Why does this work? Because jpeg files of a monotone 'boring' image, like an all black screen, compress into a much smaller files than an image with many objects and colors in it.
It's not perfect, but is a viable 80/20 solution. (Solves 80% of the problem with 20% of the work.) Coding something that actually analyzes the image itself is going to be considerably more work.

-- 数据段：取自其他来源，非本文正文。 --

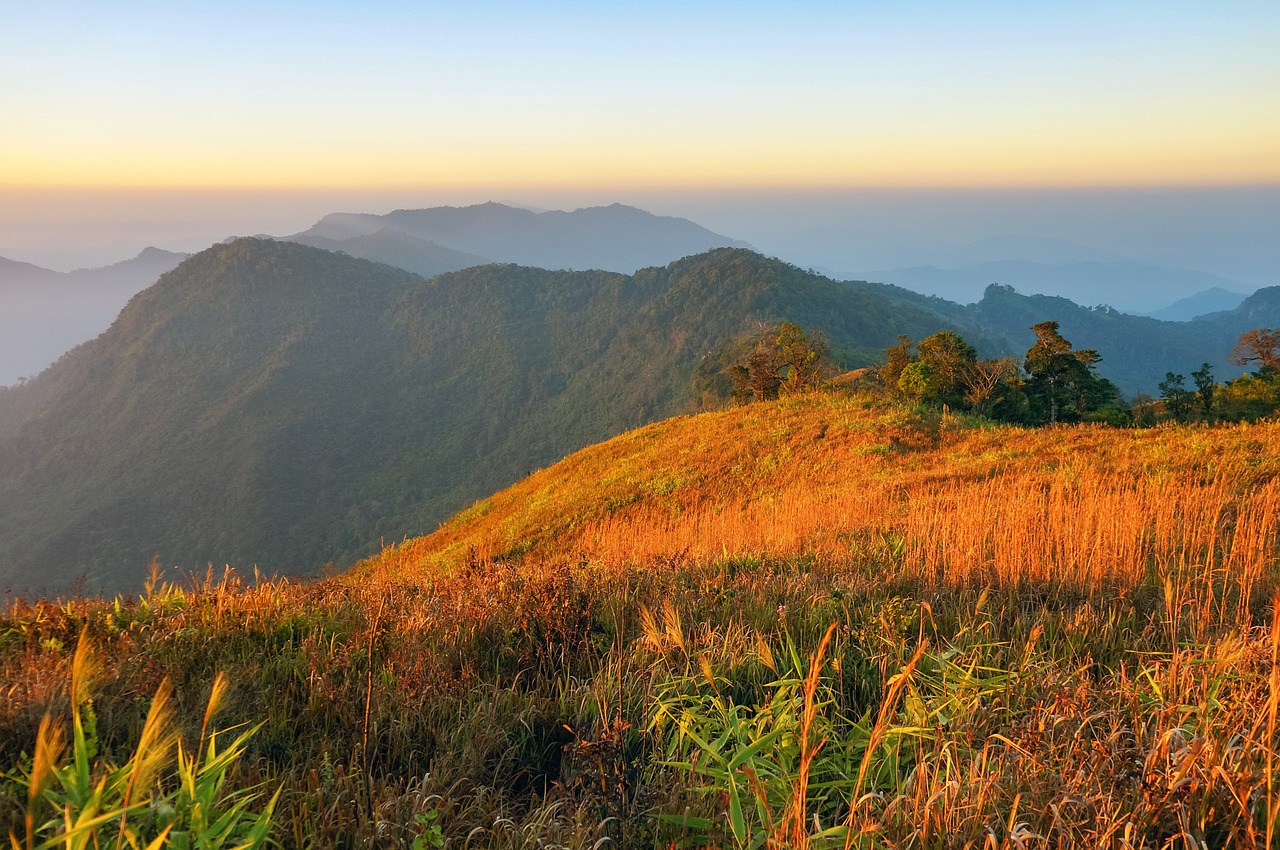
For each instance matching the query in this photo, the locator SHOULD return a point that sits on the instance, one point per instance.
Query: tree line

Libavfilter 有一个缩略图过滤器,旨在从一系列帧中挑选最具代表性的帧。不确定它是如何工作的,但这里是文档 http://ffmpeg.org/libavfilter.html#thumbnail
Libavfilter has got a thumbnail filter, which is meant to pick the most representative frame from a series of frames. Not sure how it works, but heres the docs http://ffmpeg.org/libavfilter.html#thumbnail
如果有人需要两个衬垫(使用 ffmpeg 和 imagemagick):(
这会从视频中选取最多 20 帧,并使用 gt(scene) 选取过渡时刻。它使用 ffmpeg 制作 120 像素宽的 png,然后使用 imagemagick 制作gif(因为 ffmpeg gif 是出了名的难看...)如果电影中没有发生任何事情,它可能会失败,但是你不应该称它为电影 - 应该吗?
In case anyone needs a two liner (using ffmpeg and imagemagick):
(this picks a max of 20 frames from the video and uses gt(scene) to pick transition moments. It uses ffmpeg to make 120pixel wide pngs and then imagemagick to make a gif (because the ffmpeg gifs are notoriously ugly...) It might fail if nothing happens in the movie, but then you shouldn't call it a movie - should you?